Illustrations by Shannon Orcutt
Sitting at a desk (or on a plane or in the car) all day can be a huge pain in the, well, everything. But the simple act of stretching can bring along a heap of health benefits, including lowering blood pressure and potentially reducing the risk of heart disease. Going “Gumby” can also mean reduced muscle tension and improved flexibility— talk about an ahhh-ha moment
Make Like Stretch Armstrong — Your Action Plan
Before getting that synovial fluid flowing, channel an over-protective parent and put safety first. When stretching, muscles should feel tight, but never pained. Some evidence suggests holding static stretches for 15 seconds is the best way to improve range of motion, but in order to avoid injury, try not to “bounce” in a stretch (leave the bouncing to Tigger)
Roll out.Tense those shoulders while hacking away at that keyboard? The result could mean tight shoulders and an increased risk of a rotator cuff injury, Europe says. To loosen up the muscles, roll the shoulders gently forward, up, and back several times, and then reverse the movement, ending with the shoulders down and relaxed.
Now, put that back into it! Reach the right arm across the body, grasping the elbow with left hand. Pull the arm closer to the body and hold. Repeat on the opposite side.
Protect ya neck. “The neck needs extra TLC because of the posture most of us working desk jobs are prone to,” Europe says. To stretch it out, tuck the chin to the chest and turn it to the left, toward the left armpit. Reach the left arm up and pull downward against the back of the head. Turn the head in the opposite direction and repeat.
Eyes on the road?

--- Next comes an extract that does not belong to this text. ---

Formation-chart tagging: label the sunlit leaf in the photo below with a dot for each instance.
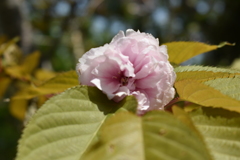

No problem. Stretch one arm as low as possible (at a stop light, of course!), and sit on that hand. Then, lean the opposite ear toward the shoulder, stretching the side of the neck. Repeat on the opposite side.
Open sesame. A quick chest stretch could reduce the risk of shoulder injuries and improve shoulder blade movement, research suggests
Stuck on a red eye? Scoot forward to the edge of the seat and reach back to grasp the seat belts. Arch the spine and puff that chest forward while turning the eyes skyward (and don’t be alarmed by any admiring glances).
Go ahead, pat yourself on the back (with the right hand). Then reach the left arm behind the back from underneath and reach upward until the hands touch. Hook the right and left hands together, Go-Go Gadget style. Switch arms.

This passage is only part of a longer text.